Le rein bioartificiel

Autre projet passionnant. L’équipe du Kidney Project de l’UCSF (Université de Californie San Francisco) a mis au point un rein bioartificiel dans le but de l’implanter chez un patient. L’avantage en serait, bien évidemment, qu’il ne nécessite pas de traitement immunosuppresseur ou d’anticoagulant. Le dispositif se compose de deux parties principales, l’hémofiltre et le bioréacteur. L’hémofiltre est constitué de membranes semi-conductrices qui éliminent les déchets du sang. Le bioréacteur contient des cellules tubulaires rénales modifiées, qui régulent le volume d’eau, l’équilibre électrolytique et d’autres fonctions métaboliques. Les membranes protègent également ces cellules contre les attaques du système immunitaire du patient.
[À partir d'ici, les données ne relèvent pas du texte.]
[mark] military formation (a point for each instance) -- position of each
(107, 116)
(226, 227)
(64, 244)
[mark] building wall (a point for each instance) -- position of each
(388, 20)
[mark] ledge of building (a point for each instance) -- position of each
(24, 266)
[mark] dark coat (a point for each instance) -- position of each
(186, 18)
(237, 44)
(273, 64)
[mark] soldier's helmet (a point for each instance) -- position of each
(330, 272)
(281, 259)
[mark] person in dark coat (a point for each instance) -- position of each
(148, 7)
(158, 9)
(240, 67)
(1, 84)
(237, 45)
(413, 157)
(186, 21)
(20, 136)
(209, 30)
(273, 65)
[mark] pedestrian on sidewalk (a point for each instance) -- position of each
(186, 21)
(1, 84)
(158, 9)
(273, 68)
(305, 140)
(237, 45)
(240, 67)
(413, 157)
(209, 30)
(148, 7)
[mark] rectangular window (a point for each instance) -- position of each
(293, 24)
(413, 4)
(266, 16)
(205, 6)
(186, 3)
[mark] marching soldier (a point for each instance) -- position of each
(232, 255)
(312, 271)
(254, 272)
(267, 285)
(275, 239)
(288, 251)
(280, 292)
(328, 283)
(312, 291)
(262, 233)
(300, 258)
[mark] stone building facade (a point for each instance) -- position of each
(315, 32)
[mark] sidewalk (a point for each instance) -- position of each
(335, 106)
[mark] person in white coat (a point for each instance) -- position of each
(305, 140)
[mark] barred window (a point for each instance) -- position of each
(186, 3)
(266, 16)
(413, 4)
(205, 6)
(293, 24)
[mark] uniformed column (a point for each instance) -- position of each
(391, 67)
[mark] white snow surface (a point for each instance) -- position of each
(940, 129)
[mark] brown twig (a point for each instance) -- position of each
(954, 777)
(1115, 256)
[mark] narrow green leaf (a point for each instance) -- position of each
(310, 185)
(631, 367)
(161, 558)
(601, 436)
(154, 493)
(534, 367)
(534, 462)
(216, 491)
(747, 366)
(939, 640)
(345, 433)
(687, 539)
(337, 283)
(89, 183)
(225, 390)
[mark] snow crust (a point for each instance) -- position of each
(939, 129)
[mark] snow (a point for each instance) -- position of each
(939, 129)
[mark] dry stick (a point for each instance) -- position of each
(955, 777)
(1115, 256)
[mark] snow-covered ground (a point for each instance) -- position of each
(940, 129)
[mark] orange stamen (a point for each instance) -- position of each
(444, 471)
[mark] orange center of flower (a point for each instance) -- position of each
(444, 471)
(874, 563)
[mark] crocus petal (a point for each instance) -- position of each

Ce rein bioartificiel a été relié, lors d’un test, à deux artères principales d’un patient (une qui transporte le sang à filtrer et l’autre qui le réinjecte dans le corps) ainsi qu’à la vessie, où les déchets ont été déposés sous forme d’urine. Ce rein bioartificiel fonctionne sous la seule pression sanguine, sans pompe ni source d’énergie externe, comme les chercheurs ont pu le démontrer lors d’expériences de validation de concept. Les cellules des tubules rénaux ont survécu et continué à fonctionner tout au long du test. Bien sûr, cela ne suffit pas, et il faut aujourd’hui évaluer la durée de vie du dispositif et surtout la pérennité de son fonctionnement sur le long terme. Mais l’objectif est bel et bien de reproduire la qualité de vie des personnes ayant bénéficié d’une greffe de rein (« référence » dans le traitement des maladies rénales), mais aussi d’éviter la prise d’immunosuppresseurs.

De belles avancées en somme, dont on espère qu’elles seront mises à disposition des praticiens et des patients très prochainement.